1. Localism helps us to take surfing, and ourselves very seriously. There’s nothing silly about surfing, or beach activities in general. There’s nothing silly about being a miniscule human on a tiny marble in a giant, ever-expanding, unfathomable universe, taking it all very personally and being angry about who is enjoying what leisure pastimes and where they’re enjoying them. Localism reminds us to continue to remain blind and refuse to have any perspective whatsoever.
2. Localism highlights and nurtures the best parts of humanity: xenophobia, selfishness, arrogance, spite, ignorance, addiction. Without embracing these core characteristics of our culture, we run the risk of becoming a compassionate, inclusive, aware, and therefore weak people. Localism helps curb the participation trophy epidemic by making sure everyone is constantly reminded that life ain’t fair, and it never will be.

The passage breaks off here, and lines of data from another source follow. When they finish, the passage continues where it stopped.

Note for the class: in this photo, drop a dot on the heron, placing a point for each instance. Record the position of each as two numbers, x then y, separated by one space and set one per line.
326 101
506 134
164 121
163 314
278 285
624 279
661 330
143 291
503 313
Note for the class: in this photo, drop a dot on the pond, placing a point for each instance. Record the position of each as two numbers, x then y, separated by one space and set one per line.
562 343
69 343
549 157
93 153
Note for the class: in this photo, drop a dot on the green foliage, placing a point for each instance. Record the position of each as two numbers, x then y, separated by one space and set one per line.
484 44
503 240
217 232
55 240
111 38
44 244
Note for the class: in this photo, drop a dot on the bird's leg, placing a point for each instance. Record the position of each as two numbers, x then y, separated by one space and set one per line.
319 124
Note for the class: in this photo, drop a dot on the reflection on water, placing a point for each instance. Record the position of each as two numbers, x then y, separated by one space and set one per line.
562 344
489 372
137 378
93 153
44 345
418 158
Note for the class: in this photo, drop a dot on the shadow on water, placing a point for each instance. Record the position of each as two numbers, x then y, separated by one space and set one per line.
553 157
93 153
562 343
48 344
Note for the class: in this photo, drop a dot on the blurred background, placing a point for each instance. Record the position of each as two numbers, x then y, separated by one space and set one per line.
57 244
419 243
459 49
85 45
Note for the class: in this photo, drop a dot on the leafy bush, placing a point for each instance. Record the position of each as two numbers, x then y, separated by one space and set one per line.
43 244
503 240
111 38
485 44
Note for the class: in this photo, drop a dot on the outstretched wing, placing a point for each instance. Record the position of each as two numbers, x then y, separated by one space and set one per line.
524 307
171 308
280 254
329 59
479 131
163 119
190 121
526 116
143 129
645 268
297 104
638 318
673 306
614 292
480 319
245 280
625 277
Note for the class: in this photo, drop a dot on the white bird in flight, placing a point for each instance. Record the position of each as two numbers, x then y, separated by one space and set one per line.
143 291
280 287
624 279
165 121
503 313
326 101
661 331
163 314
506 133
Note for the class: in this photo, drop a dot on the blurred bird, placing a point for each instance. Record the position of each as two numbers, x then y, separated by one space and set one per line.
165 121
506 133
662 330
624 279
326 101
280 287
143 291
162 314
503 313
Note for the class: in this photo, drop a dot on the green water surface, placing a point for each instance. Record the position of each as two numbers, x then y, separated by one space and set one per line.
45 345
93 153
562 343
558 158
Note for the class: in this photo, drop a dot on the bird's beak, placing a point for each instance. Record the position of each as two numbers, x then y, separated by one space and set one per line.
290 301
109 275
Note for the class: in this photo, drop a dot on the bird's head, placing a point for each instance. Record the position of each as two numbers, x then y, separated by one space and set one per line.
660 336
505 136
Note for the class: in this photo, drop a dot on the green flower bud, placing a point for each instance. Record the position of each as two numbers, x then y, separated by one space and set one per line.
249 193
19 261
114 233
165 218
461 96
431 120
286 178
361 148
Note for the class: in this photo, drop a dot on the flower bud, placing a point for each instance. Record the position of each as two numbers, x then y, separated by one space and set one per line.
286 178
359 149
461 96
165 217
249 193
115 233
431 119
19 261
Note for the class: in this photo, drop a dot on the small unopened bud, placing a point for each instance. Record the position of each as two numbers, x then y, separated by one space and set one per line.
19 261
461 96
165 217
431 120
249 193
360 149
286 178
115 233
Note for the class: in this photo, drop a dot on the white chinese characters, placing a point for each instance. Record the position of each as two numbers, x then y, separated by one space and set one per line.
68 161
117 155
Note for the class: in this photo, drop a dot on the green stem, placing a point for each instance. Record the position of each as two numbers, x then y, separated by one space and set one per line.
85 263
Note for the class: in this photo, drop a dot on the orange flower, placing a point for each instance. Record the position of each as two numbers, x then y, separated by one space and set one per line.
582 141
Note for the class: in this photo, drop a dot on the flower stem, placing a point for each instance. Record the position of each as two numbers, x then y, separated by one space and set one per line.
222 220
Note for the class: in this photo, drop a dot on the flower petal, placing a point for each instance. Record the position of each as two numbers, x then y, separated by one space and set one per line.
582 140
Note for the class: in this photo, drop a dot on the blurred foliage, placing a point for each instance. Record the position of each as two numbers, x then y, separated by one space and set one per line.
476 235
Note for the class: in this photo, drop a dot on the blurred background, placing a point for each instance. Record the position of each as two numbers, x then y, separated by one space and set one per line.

3. Localism makes you work harder for the American dream. If you had parents not lucky, driven, or smart enough to raise you on the beach, you’ve gotta work doubly hard. You want your child to have the chances you never had, and be able to surf somewhere like Lunada Bay without the very real threat of being heckled and stoned, for instance? Well, you’d better find a niche, bust your ass, learn the loopholes in the tax system, and stack enough coin to buy a place in Palos Verdes. Then your kid can be a little dick headed, privileged piece of shit throwing rocks and sexually harassing anyone different from them! And isn’t that what we all want for our children?
4. Localism fosters and demands respect. It’s hard to maintain our child-like nature. Unfortunately, most of us grow up. The world does it to us. But the real dedicated local surfers are able to avoid this altogether. They work tirelessly to remain unchanged, ever in that selfish childlike state of being, remaining in the sand box bully brain space. There’s just nothing that will illicit more respect from peers and total strangers alike than a grown ass man who will physically intimidate, harass, or assault someone regarding water recreation sports and zip codes.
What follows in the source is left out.